Fantasmas es un documento reflexivo sobre los límites de la maternidad. Reconocer que la más “natural” de las encomiendas de nuestra cultura es histórica, por lo tanto, que está muy lejos de ser una esencia universal o un evento biológico es aún hoy un importante desafío a nuestra ideología. Brusi hace del dolor de ser hija una oportunidad crítica para cuestionar y redefinir lo materno como principio social.
Insisto en la primera memoria infantil de Fantasmas, referida en “Hallazgos”, por ser acontecimiento basal, eje en el que se arma el relato. La narradora explica la sensación de abandono en su cuerpo al hacer referencia a un estudio sobre la crianza de macacos llevado a cabo en los años cincuenta. Refiere que el hallazgo inmediato del estudio fue la importancia del contacto físico en la crianza: los monitos prefirieron la caricia al alimento. La narradora insiste en otro hallazgo del experimento, revelador para su autobiografía, las hembras macacas que se criaron con madres artificiales al crecer no pudieron hacer actividades que se consideraban naturales o instintivas como lactar y cuidar a sus propios bebés. El primer recuerdo traumático de abandono le permite a la escritora del presente proponer una importante conclusión: la maternidad es un invento de la cultura, por lo menos, un aprendizaje.
Así, vemos desde el trauma fundante del primer recuerdo las negociaciones que la hija narradora hace con el ideario maternal. Y habrá que decirse que ese ideario del sacrificio materno inhumano y actual es tan terrorífico como los fantasmas que se conjuran en este libro. Reconocer la incapacidad mental, social y económica de Teté para ser madre, incluso, convenir en que la madre biológica la protegió de sí al dejarla al cuidado de sus abuelos, es una manera política, compasiva y ética de encarar un pasado traumático.
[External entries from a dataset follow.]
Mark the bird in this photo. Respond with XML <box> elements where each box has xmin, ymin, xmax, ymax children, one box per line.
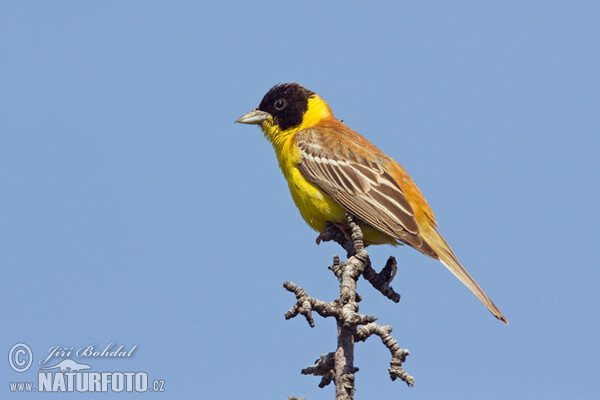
<box><xmin>236</xmin><ymin>82</ymin><xmax>507</xmax><ymax>324</ymax></box>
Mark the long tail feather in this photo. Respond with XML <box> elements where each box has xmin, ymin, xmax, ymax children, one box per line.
<box><xmin>423</xmin><ymin>228</ymin><xmax>508</xmax><ymax>324</ymax></box>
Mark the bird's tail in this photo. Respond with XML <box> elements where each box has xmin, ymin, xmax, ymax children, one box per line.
<box><xmin>423</xmin><ymin>227</ymin><xmax>508</xmax><ymax>324</ymax></box>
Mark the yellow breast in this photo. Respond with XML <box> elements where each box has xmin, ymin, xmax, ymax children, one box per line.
<box><xmin>275</xmin><ymin>133</ymin><xmax>347</xmax><ymax>232</ymax></box>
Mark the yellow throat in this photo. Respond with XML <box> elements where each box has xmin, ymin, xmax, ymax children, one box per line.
<box><xmin>258</xmin><ymin>95</ymin><xmax>349</xmax><ymax>233</ymax></box>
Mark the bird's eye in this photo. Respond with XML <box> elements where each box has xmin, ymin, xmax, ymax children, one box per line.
<box><xmin>274</xmin><ymin>99</ymin><xmax>286</xmax><ymax>110</ymax></box>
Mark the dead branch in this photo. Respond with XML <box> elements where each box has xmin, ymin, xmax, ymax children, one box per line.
<box><xmin>284</xmin><ymin>214</ymin><xmax>414</xmax><ymax>399</ymax></box>
<box><xmin>355</xmin><ymin>323</ymin><xmax>414</xmax><ymax>386</ymax></box>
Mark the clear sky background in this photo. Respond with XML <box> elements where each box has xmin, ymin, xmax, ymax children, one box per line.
<box><xmin>1</xmin><ymin>2</ymin><xmax>599</xmax><ymax>399</ymax></box>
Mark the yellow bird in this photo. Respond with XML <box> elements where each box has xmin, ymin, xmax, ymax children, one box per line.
<box><xmin>236</xmin><ymin>83</ymin><xmax>507</xmax><ymax>324</ymax></box>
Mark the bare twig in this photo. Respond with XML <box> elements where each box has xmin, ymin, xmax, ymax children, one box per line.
<box><xmin>285</xmin><ymin>214</ymin><xmax>413</xmax><ymax>399</ymax></box>
<box><xmin>355</xmin><ymin>323</ymin><xmax>414</xmax><ymax>386</ymax></box>
<box><xmin>362</xmin><ymin>257</ymin><xmax>401</xmax><ymax>303</ymax></box>
<box><xmin>301</xmin><ymin>352</ymin><xmax>336</xmax><ymax>388</ymax></box>
<box><xmin>320</xmin><ymin>220</ymin><xmax>402</xmax><ymax>303</ymax></box>
<box><xmin>283</xmin><ymin>281</ymin><xmax>339</xmax><ymax>327</ymax></box>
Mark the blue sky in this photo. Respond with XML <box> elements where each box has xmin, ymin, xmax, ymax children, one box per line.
<box><xmin>1</xmin><ymin>1</ymin><xmax>599</xmax><ymax>399</ymax></box>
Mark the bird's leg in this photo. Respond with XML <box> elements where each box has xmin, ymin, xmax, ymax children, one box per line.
<box><xmin>333</xmin><ymin>222</ymin><xmax>354</xmax><ymax>244</ymax></box>
<box><xmin>316</xmin><ymin>222</ymin><xmax>352</xmax><ymax>244</ymax></box>
<box><xmin>317</xmin><ymin>221</ymin><xmax>356</xmax><ymax>257</ymax></box>
<box><xmin>316</xmin><ymin>232</ymin><xmax>324</xmax><ymax>244</ymax></box>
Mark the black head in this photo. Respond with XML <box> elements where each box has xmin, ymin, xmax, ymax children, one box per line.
<box><xmin>258</xmin><ymin>83</ymin><xmax>314</xmax><ymax>131</ymax></box>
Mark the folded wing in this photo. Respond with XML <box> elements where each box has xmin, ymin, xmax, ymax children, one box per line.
<box><xmin>296</xmin><ymin>125</ymin><xmax>435</xmax><ymax>256</ymax></box>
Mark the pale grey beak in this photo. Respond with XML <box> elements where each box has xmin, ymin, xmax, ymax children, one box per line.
<box><xmin>235</xmin><ymin>109</ymin><xmax>272</xmax><ymax>125</ymax></box>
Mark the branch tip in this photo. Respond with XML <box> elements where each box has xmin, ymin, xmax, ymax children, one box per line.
<box><xmin>284</xmin><ymin>212</ymin><xmax>413</xmax><ymax>395</ymax></box>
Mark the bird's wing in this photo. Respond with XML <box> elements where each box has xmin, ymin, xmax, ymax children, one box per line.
<box><xmin>296</xmin><ymin>121</ymin><xmax>507</xmax><ymax>323</ymax></box>
<box><xmin>296</xmin><ymin>125</ymin><xmax>433</xmax><ymax>253</ymax></box>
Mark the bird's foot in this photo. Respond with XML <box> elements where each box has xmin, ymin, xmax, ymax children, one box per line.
<box><xmin>316</xmin><ymin>222</ymin><xmax>356</xmax><ymax>257</ymax></box>
<box><xmin>333</xmin><ymin>222</ymin><xmax>353</xmax><ymax>243</ymax></box>
<box><xmin>316</xmin><ymin>232</ymin><xmax>323</xmax><ymax>245</ymax></box>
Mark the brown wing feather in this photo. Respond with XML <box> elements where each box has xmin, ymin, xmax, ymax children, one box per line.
<box><xmin>296</xmin><ymin>123</ymin><xmax>435</xmax><ymax>256</ymax></box>
<box><xmin>296</xmin><ymin>116</ymin><xmax>507</xmax><ymax>323</ymax></box>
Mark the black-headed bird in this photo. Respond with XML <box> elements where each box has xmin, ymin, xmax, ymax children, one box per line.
<box><xmin>236</xmin><ymin>83</ymin><xmax>507</xmax><ymax>324</ymax></box>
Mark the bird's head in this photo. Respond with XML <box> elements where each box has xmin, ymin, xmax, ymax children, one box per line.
<box><xmin>236</xmin><ymin>83</ymin><xmax>333</xmax><ymax>139</ymax></box>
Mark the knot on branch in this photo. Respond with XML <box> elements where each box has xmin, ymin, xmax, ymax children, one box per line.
<box><xmin>340</xmin><ymin>304</ymin><xmax>377</xmax><ymax>328</ymax></box>
<box><xmin>337</xmin><ymin>370</ymin><xmax>358</xmax><ymax>397</ymax></box>
<box><xmin>301</xmin><ymin>352</ymin><xmax>336</xmax><ymax>388</ymax></box>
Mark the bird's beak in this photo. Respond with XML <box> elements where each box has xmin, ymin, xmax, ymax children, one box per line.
<box><xmin>235</xmin><ymin>109</ymin><xmax>272</xmax><ymax>125</ymax></box>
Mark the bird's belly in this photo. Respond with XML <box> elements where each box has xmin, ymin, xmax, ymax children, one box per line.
<box><xmin>285</xmin><ymin>167</ymin><xmax>399</xmax><ymax>246</ymax></box>
<box><xmin>286</xmin><ymin>167</ymin><xmax>347</xmax><ymax>232</ymax></box>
También es una forma de humanizar la encomienda maternal y el futuro de las mujeres que, como la narradora, han decidido la maternidad.
Este libro todomadre o quizás todohija, o mejor, todomadrehija, nos recuerda que la vida nunca es como pasó, sino como la contamos, que “la forma en que uno ha registrado lo que le pasó es lo que uno es.” En esas palabras trazadas sobre el papel, hay un deseo de reflexionar sobre lo sufrido, una insistencia en politizar una circunstancia, una voluntad de otro camino.